I think the main problem, or one of them, is that you're not using the
proper mechanism for generating sequential numbers.  If you used a
real SEQUENCE instead of a one-row table you wouldn't get the MVCC
penalty from updating that table thousands of times, which is part of
your problem I think.

I understand your issue with not wanting to change existing code, but
the fact is that a sequence is the right way to do this in PostgreSQL.
Updating a one-row table as you're doing requires a new copy of the
row to be created each time it's updated (because of MVCC) which slows
things down until VACUUM is run.

Try using a sequence along with wrapping everything in a transaction
(turn off autocommit and use BEGIN and COMMIT) and I think you'll be
pleasantly surprised. 

-Doug
-- 
Let us cross over the river, and rest under the shade of the trees.  --T. J. Jackson, 1863


Re: Performance problems???

От
Tom Lane
Дата:
James Patterson <jpatterson@amsite.com> writes:
> I have observed some disturbing behavior with the latest (7.1.3) version of
> PotgreSQL.

Try vacuuming the "control" table every so often --- you're accumulating
huge numbers of dead rows in it.

Even better, replace "control" with a sequence object.
        regards, tom lane


Re: Performance problems???

От
Hannu Krosing
Дата:
James Patterson wrote:
> 
> I have observed some disturbing behavior with the latest (7.1.3) version of
> PotgreSQL.
> 
> In an application that I am working on with a team of folks, there is a
> specific need to execute a series of SQL statements similar to those used in
> the 'loaddb.pl' script included below. Without getting into better ways to
> increment rowid's (this code is part of another tool that we are using), I'd
> like to know why I get the following results with PostgreSQL and MySQL.
> 
> In 3 separate runs I get the following PostgreSQL results:
> 
>     o 1 -    2000 records inserted in 12 seconds.
>     o 2001 - 4000 records inserted in 16 seconds.
>     o 4001 - 6000 records inserted in 20 seconds.
> 
> You see, there is a clear performance degradation here that is associated
> with the number of records in the database. It appears that the main culprit
> is the update statement that is issued (see 'loaddb.pl' script below). This
> performance behavior is not expected. Especially with so few rows in such a
> small table.
> 
> In 3 separate runs I get the following MySQL results:
> 
>     o 1 -    2000 records inserted in 6 seconds.
>     o 2001 - 4000 records inserted in 5 seconds.
>     o 4001 - 6000 records inserted in 6 seconds.
> 
> You see, MySQL performs as expected. There is no performance degradation
> here that is related to the number of records in the database tables.
> 
> I have been a huge fan and advocate of PostgreSQL. I was stunned to see this
> behavior.
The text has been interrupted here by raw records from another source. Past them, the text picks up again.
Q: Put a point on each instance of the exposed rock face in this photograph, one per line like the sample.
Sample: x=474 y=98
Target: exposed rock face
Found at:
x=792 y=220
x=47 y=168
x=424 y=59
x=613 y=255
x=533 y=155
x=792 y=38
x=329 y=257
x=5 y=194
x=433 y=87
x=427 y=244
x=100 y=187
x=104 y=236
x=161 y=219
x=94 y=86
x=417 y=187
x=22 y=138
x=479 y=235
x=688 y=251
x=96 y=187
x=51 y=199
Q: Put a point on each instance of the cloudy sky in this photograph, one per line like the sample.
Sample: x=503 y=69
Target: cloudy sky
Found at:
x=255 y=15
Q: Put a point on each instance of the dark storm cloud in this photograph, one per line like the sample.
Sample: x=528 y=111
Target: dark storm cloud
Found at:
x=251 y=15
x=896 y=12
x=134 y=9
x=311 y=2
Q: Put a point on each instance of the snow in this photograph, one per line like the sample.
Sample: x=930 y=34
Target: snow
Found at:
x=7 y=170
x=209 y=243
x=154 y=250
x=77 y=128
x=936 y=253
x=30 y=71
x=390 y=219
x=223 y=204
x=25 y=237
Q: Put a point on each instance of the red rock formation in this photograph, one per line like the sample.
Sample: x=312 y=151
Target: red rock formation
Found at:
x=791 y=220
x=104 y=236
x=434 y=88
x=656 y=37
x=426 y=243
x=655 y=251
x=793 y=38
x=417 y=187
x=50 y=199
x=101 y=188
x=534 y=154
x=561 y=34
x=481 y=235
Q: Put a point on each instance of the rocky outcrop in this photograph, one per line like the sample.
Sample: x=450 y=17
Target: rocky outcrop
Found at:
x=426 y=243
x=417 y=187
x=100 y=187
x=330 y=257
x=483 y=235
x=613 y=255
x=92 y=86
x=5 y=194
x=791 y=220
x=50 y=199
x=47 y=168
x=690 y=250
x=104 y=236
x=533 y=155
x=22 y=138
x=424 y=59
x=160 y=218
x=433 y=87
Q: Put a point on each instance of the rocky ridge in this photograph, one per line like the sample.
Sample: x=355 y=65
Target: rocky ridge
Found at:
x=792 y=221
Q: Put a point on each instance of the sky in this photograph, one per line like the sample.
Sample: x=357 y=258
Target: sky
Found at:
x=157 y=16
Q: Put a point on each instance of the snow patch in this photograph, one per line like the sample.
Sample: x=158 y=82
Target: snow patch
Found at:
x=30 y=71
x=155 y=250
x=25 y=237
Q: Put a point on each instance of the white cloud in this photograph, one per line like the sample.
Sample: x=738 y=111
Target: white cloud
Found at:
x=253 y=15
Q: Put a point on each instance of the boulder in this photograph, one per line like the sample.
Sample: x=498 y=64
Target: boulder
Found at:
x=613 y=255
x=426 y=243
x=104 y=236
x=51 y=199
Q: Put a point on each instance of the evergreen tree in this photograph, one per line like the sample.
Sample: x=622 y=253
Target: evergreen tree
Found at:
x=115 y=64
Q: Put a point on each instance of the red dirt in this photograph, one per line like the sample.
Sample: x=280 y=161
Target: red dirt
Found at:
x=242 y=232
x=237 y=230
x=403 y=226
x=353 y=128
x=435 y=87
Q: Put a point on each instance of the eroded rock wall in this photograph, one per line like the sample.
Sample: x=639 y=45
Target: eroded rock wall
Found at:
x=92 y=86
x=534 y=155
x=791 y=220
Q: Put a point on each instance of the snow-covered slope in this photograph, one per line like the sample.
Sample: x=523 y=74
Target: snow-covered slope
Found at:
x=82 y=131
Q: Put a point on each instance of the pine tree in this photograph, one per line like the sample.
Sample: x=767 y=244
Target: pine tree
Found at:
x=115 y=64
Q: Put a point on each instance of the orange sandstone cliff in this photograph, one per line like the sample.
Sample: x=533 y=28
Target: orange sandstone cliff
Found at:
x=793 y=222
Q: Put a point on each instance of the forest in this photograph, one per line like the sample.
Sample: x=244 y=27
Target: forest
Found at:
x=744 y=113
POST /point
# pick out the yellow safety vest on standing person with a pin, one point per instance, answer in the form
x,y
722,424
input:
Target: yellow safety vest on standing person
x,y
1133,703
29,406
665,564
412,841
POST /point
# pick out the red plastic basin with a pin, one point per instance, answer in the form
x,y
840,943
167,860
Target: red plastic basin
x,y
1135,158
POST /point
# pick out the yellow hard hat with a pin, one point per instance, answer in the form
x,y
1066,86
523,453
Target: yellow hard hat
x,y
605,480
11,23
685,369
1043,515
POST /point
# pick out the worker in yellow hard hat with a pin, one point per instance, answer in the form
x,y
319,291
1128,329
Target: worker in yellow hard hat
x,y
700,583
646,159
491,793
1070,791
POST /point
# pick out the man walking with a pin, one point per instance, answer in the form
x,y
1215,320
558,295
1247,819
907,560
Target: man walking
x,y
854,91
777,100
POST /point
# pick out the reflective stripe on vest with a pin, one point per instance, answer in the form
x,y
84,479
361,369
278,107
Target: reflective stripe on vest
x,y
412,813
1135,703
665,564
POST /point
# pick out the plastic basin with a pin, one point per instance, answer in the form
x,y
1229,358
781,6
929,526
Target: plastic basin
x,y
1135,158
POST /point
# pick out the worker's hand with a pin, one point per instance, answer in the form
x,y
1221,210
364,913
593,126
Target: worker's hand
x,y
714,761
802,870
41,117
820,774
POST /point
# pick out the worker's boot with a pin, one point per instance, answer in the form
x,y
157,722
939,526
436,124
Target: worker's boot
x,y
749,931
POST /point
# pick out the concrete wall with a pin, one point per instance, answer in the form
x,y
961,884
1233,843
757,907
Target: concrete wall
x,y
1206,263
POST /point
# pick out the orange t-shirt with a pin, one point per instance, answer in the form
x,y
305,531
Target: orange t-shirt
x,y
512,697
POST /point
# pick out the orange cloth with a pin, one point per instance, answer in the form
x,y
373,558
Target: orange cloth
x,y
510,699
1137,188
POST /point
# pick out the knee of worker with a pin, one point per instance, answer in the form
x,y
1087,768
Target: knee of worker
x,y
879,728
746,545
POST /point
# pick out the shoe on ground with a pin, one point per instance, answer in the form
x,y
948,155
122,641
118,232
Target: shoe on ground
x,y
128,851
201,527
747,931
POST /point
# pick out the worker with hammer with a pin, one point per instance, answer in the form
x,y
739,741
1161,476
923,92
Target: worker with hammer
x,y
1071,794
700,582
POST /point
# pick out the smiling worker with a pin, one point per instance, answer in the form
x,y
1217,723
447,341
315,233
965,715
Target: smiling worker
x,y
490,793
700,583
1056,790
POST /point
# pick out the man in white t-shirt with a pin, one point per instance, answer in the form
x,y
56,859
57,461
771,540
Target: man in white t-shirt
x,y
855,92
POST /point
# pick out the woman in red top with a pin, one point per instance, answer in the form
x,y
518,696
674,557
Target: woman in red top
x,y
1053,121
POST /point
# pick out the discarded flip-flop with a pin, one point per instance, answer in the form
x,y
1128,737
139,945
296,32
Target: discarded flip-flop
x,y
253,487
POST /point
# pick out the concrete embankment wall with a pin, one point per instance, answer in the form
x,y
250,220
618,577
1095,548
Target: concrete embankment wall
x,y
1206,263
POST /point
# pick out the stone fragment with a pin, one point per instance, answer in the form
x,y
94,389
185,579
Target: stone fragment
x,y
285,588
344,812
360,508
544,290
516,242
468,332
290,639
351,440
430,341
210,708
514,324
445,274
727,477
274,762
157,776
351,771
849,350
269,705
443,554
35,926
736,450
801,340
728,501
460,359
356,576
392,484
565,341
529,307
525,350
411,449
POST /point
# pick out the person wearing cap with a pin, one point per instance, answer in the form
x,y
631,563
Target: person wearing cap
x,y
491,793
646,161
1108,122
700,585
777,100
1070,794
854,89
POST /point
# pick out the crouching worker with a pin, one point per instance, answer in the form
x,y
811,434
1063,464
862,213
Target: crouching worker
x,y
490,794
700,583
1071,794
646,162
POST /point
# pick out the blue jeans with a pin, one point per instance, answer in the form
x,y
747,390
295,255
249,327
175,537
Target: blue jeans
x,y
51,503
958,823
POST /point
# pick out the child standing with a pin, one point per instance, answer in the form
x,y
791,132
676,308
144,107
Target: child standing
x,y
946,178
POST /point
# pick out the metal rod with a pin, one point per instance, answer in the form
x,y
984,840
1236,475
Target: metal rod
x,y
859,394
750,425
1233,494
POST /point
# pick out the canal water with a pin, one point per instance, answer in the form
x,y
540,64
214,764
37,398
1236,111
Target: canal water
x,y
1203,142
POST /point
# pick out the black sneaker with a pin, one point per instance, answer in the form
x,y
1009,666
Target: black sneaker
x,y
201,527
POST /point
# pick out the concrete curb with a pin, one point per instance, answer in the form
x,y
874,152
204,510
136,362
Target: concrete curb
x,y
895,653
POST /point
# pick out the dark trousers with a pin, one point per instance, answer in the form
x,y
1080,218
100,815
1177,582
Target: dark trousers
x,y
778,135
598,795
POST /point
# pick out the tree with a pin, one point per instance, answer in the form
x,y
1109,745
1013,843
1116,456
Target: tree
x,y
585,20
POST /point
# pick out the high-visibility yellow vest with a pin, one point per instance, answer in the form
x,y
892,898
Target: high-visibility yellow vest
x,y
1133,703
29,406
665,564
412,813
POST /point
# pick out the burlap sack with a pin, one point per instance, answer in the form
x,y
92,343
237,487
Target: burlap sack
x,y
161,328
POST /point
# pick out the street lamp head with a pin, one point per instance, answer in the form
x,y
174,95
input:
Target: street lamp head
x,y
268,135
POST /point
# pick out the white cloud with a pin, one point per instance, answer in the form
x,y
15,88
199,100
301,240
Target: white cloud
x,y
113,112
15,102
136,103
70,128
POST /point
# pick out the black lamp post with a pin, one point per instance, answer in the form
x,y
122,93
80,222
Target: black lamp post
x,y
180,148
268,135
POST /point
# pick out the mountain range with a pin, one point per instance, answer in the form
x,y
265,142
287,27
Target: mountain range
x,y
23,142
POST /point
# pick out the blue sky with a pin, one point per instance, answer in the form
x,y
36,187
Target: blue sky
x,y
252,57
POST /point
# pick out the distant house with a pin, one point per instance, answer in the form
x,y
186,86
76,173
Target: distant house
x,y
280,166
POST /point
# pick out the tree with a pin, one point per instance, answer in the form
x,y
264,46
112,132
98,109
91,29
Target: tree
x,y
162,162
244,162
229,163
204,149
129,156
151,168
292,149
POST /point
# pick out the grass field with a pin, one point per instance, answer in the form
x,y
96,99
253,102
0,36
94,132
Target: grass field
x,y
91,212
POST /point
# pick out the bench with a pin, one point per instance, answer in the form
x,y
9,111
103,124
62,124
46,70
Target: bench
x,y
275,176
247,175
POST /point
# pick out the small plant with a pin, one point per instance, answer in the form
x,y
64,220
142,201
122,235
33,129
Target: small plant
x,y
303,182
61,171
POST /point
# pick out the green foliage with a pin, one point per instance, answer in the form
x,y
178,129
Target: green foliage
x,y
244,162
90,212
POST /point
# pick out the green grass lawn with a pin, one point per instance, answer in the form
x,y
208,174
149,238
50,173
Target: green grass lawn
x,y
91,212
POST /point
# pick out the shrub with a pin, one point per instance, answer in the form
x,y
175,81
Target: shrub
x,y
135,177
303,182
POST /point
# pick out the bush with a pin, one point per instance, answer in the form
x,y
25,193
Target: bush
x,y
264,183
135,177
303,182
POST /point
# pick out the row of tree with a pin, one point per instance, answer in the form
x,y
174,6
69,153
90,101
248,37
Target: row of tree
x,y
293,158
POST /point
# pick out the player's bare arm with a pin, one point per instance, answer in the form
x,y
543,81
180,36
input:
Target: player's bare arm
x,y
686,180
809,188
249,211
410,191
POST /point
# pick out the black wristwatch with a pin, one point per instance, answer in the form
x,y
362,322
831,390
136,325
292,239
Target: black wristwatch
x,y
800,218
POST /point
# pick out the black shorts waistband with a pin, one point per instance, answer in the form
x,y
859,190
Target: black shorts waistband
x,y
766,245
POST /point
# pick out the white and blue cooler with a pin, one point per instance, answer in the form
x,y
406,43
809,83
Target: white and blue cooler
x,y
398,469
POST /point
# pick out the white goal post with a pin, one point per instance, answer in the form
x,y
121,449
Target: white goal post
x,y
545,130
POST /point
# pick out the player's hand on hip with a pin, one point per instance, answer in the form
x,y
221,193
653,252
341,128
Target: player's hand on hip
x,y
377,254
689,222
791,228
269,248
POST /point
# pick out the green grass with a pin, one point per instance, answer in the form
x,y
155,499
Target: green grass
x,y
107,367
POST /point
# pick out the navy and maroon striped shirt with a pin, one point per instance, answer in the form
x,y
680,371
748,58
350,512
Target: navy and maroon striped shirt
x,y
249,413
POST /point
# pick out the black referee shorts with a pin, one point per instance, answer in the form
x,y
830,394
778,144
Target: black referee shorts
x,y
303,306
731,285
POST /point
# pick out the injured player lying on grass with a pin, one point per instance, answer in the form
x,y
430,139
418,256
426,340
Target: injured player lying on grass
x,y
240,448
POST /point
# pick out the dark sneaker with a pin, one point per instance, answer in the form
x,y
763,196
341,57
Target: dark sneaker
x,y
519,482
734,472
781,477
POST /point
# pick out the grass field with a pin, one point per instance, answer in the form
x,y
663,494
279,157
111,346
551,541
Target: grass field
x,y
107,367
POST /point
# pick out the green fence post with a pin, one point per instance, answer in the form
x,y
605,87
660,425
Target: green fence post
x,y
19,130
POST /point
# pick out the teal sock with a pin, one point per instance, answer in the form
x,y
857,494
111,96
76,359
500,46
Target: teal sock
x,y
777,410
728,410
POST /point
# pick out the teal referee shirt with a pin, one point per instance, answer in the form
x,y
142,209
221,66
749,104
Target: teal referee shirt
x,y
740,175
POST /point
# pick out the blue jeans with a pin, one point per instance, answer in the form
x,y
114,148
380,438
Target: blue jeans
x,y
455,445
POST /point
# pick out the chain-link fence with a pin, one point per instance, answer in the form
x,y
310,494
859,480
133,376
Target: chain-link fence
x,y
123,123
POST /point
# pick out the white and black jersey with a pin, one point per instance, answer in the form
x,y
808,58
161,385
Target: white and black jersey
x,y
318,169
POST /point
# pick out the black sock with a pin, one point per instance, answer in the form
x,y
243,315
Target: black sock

I am hoping that it is either a bug that has been fixed, or that I
> can alter my PostgreSQL configuration to eliminate this behavior.
> 
> I have an urgent need to resolve this situation. If I cannot solve the
> problem soon, I will be forced to drop PostgreSQL in favor of MySQL. This is
> not something that I wish to do.

You really should us e a sequence.

You will most likely need to change the way you create sequence numbers
even for mysql
as the following is not safe on non-transactional DB.

> my $inc_id = $dbh->prepare("update control set next_id = next_id + 1");
> my $get_id = $dbh->prepare("select next_id from control");

if two backends happen to interleave their queries

1> my $inc_id = $dbh->prepare("update control set next_id = next_id +
1");
2> my $inc_id = $dbh->prepare("update control set next_id = next_id +
1");
1> my $get_id = $dbh->prepare("select next_id from control");
2> my $get_id = $dbh->prepare("select next_id from control");

then both will get the same next_id which is probably not what you want.

-------------
Hannu